IN FLIGHT FROM MY KODAK
By 5:45 we were climbing down the three hundred feet of mountain side, through the mining village, over an ancient paved roadway about four feet wide, the paving stones set in so firmly between the curbs that the floods and wear of the centuries and seasons have left it as intact and solid as when first laid. The Spaniards built many such roadways to their mines, when they worked the Indians as slaves, centuries ago. The mining village was picturesque. The miner, when he goes to work, builds his own house and pays no rent. The walls are upright poles and the roof is a palm leaf thatch. When he quits his job he abandons his house, although he sometimes carries away the roof. Near each dwelling is built a sort of Dutch oven of clay, making an oven and stove combined. In it the bread is baked; upon it most of the cooking is carried on. Housekeeping is a simple process in this tropical land.
The mines of Inguran are situated at an altitude of about two thousand feet above the sea, and the dry air, not too light nor too heavy, seems to agree perfectly with the Americans there at work, and restored me to a vigor which the thin air of the highlands had partly relaxed. We were entertained, of an evening, at the delightful bungalow of the superintendent of the inside work, a Mr. O’Mahondra, a member of the distinguished family of that name of Richmond, Virginia. Originally he began the practice of law in Chicago, when, his wife being threatened with consumption, he fled with her to El Paso. There she gained nothing and he carried her further south and, abandoning the law, took this post at Inguran. She was tall, fine looking and the picture of robust health. A clever American woman, she had acquired the art of assaying and, as official assayer of the mines, received a handsome salary. “The only drawback to living in Inguran,” she said, “is that I am so delightfully healthy.”

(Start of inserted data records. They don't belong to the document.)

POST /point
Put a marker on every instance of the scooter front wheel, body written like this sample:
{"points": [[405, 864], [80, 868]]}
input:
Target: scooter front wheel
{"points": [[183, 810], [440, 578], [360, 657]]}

Our way lay down and then across the San Pedro valley toward the southwest. The valley is a mile or two wide. The trail we followed ran through dense tropical foliage. The air in the early morning was cool almost to coldness. The birds were everywhere astir and all their notes were new to me. There were many doves, the little brown ground dove that merely stepped out of our way; a bigger dove, slate gray in color, which flew among the higher branches of the thickets. The large gray jay was numerous and there were many magpies and rusty and yellow-headed grakles. Along the watercourses we again came constantly upon bands of the big brown and small black vultures, as well as Caracara eagles which were fishing in the stream. Parakeets, resplendent in green and scarlet and gold, were abundant, and flocks of gray and green parrots tumbled clumsily in the air. I saw also my first big green Military macaws,—birds as large as chickens or small turkeys, the body a brilliant green, the head capped with red and yellow. I have never seen these splendid birds in captivity, nor among those brilliant macaws from the Amazon and from Australia which are so often exhibited in collections. These macaws were very tame, and a flock of them settled upon a mimosa tree under which we drew rein. I might have shot them with my pistol, and should have brought some of them home with me, if I had had any way to preserve the skins. In the thickets I also noticed flycatchers and several sparrows I did not know, but I saw no ravens as I did the other day upon the highlands.